La prima tappa è l'Ungheria. «Ogni tanto c'è qualche problema al confine -
dice Ion, esperto di viaggi italiani -. Magari trovi un poliziotto che fa
storie. Se vogliono, qualcosa che non funziona c'è sempre e ti fanno
aspettare anche 24 ore. Ma se allunghi 50 euro le grane scompaiono. E fino
all’Italia fila tutto liscio». Perché i rom vogliono venire nel nostro
Paese? Non servono sociologi per capirlo. Basta andare alla periferia di
Crajova, dove vivono i rom più poveri. Non ci sono «campi», né nomadi, né
roulotte, come molti potrebbero pensare guardando le sistemazioni precarie
dell’Italia, ma una lunga teoria di piccole casette d’un paio di stanze.
Costruite con materiali di recupero, misere, sbreccate, ma anche colorate e
pulite nell'interno. Le strade sterrate s'insinuano tra palizzate di legno.
Di automobili non c’è quasi traccia, solo cavalli e carretti di legno.
La parabola sul tetto
Alcune abitazioni hanno la parabola della tv, molte invece sono prive di
elettricità e acqua corrente. Chi è fortunato scava dei piccoli pozzi
intorno a casa. Non ci sono gabinetti, ma buchi nella terra coperti da
gabbiotti d'assi. Mihai ha quattro figli, una moglie, due figli. In questo
periodo va nei campi, è un bracciante tuttofare. Sette o otto ore di lavoro
per 3 euro al giorno. «L'Italia? Certo che ci vorrei andare. Perché lì
mangerei tutti i giorni». Graziano, invece, vive bene. Fa il macellaio, ha
un buon stipendio. Ha fatto studi economici, adora il «suo» paese, la
Romania, e non pensa ad emigrare. In Italia c'è stato, ma solo per andare a
matrimoni o «per vedere il Colosseo e il Vaticano». «Per i rom poveri, però,
non è così - spiega -. Loro vivono in condizioni pietose. Sanno che in
Italia la vita nei campi è dura. Ma una roulotte laggiù, per quanto
distrutta, è meglio che qui».
Pitei, suo cugino, è stato in Italia qualche mese. Ora è tornato a Crajova.

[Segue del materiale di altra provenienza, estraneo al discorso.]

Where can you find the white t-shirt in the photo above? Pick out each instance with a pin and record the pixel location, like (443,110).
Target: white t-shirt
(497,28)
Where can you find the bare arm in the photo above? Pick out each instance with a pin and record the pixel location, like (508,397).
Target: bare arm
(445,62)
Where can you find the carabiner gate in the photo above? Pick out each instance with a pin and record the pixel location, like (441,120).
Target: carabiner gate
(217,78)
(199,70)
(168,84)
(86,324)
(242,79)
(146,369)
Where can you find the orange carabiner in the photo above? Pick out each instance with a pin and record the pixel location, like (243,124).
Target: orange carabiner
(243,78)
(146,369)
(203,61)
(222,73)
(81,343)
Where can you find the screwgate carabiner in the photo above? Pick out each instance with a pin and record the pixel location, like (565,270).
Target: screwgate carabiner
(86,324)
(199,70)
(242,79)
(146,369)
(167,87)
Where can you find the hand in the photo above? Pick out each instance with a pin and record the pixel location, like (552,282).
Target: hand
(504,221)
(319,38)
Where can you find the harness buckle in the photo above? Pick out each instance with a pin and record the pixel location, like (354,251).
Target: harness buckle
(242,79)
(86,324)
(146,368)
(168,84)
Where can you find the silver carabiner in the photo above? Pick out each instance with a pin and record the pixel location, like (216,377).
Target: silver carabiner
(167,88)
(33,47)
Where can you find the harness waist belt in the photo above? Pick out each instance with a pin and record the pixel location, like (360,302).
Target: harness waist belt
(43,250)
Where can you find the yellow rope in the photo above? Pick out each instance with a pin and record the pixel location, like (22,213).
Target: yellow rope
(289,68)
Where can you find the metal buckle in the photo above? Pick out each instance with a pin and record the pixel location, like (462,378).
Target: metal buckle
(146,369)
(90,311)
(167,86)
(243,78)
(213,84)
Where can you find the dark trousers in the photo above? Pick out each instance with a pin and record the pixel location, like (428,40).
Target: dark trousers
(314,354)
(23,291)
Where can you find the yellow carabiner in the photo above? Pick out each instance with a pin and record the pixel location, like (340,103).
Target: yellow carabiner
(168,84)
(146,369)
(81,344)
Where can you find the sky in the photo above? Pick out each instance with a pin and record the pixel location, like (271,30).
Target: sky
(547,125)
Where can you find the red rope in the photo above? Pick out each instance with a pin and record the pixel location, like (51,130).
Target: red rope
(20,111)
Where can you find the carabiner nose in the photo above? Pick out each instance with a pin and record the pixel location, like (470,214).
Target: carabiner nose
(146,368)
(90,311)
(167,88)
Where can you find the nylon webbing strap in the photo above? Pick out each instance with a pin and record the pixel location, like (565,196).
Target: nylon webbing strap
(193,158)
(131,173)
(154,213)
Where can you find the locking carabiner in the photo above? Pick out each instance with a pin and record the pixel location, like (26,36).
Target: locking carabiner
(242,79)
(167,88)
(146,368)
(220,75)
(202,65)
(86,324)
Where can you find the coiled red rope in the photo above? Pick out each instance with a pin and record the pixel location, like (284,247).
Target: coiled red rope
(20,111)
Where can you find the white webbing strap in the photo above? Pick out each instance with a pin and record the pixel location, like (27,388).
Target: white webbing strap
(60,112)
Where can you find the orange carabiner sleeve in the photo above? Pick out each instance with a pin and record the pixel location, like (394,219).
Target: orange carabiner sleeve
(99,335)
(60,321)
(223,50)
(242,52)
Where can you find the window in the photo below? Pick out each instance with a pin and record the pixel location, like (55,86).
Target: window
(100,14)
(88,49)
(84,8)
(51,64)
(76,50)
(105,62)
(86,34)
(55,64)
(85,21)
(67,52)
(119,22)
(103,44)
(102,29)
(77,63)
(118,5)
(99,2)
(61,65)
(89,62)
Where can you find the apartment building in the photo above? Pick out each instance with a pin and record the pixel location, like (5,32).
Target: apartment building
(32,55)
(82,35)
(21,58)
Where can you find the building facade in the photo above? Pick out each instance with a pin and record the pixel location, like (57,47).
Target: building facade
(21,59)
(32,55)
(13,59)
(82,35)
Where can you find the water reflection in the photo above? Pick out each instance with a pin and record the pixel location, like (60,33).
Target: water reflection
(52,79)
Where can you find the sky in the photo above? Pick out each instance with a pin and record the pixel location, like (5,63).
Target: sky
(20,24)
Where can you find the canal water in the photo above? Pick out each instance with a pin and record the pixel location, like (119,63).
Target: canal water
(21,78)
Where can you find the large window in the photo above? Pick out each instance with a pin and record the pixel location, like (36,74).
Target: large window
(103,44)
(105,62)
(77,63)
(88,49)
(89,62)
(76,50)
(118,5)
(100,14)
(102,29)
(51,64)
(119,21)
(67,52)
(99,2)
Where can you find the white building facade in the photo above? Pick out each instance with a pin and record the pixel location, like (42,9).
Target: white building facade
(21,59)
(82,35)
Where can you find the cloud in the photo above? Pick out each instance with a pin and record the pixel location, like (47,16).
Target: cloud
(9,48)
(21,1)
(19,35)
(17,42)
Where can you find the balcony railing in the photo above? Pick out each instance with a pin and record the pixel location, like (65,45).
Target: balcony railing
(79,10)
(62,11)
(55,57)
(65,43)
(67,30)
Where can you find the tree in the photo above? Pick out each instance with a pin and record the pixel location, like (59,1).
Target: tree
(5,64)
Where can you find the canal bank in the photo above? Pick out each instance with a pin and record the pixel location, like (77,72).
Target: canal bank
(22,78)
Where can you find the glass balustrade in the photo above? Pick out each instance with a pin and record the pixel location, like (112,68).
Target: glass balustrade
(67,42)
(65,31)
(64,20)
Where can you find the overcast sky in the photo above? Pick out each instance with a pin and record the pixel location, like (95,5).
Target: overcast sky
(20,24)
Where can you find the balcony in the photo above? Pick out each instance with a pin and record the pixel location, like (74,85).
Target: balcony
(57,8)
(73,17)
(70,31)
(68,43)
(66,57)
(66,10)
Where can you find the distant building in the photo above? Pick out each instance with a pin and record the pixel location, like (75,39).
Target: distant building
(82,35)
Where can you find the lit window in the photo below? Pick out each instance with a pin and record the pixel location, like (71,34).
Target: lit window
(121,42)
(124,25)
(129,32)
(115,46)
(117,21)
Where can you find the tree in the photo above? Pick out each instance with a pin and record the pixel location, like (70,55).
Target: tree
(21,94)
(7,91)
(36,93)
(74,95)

«Perché qui vivono i miei figli e i miei parenti - spiega -. Molti della mia
gente vorrebbero svegliarsi al mattino sapendo di avere un lavoro. Se ci
aiutassero ad avere case decenti, ad avere un lavoro in Romania, nessuno
partirebbe per andare all'estero. Io guadagno bene, ho comprato una bella
macchina, ma quando esco resto soltanto un rom e questo certe volte pesa».
La legge
I rom sono una minoranza tutelata formalmente dalla legge romena, come
quella magiara in Transilvania. Esistono organi istituzionali per garantire
diritti, accesso al mercato del lavoro (con «quote rom»), all’università, ma
nonostante i tentativi del governo, persistono grandi differenze
socioeconomiche. E questo, mescolato alla secolare diffidenza verso quel
popolo senza terra che andava contro tutte le certezze e i valori
dell'Occidente, aumenta l'emarginazione, i sospetti, le tensioni nella
pratica quotidiana.
«Non possiamo entrare nei locali - ci dice Graziano - su 60 ristoranti,
possiamo frequentarne appena tre. Niente piscine e neppure discoteche. E i
giovani questa situazione non la tollerano». Per un bisticcio tra una
guardia privata e un rom all'entrata di un locale, qualche mese fa, c'è
stata anche una notte di proteste e risse. Ovviamente i romeni smentiscono
le discriminazioni. Il governo lo fa ufficialmente, temendo bacchettate
dalla Ue. I cittadini che trovi per strada, o ai tavolini di un McDonald's,
lo fanno invece con ardore e aneddoti. E per convincerti ti portano a vedere
le strade dove vivono i rom ricchi, che hanno aperto negozi e imprese, o
sono tornati dall’estero con i soldi, e poi si costruiscono grandi ville
«che nemmeno i romeni hanno».
I rom di Crajova sono in stretto contatto con i parenti di Roma. Li sentono
almeno tre volte la settimana tramite cellulari. Sanno che l'Italia non è un
paradiso? E che cresce l'insofferenza dopo i fattacci di cronaca nera che
hanno visto i rom protagonisti in negativo? «Be' forse siamo troppi e gli
italiani hanno ragione ad essere arrabbiati perché quello è il loro Paese -
dice Graziano -. Però noi abbiamo il diritto di muoverci, la nuova Europa
non ha barriere. La maggior parte di noi vuole venire in Italia per
lavorare. Chi vive qui in miseria ha diritto di sognare una vita migliore,
di provarci. I criminali esistono dappertutto, tra i rom, ma anche tra i
romeni e gli italiani».
5 DOMANDE A MASSIMO CONVERSO, OPERA NOMADI
Massimo Converso, presidente dell’Opera nomadi, ci sono oltre due
milioni di Rom - solo dalla Romania - liberi di venire all’Ovest. Per
l’Italia sarà un problema?
«Sì, perché il governo si è fatto trovare impreparato. Non dispone di
consulenti nelle comunità Rom, malgrado l’Opera nomadi insista da anni sulla
necessità di avviare un dialogo».
La soluzione dei «grandi campi» di accoglienza funzionerà?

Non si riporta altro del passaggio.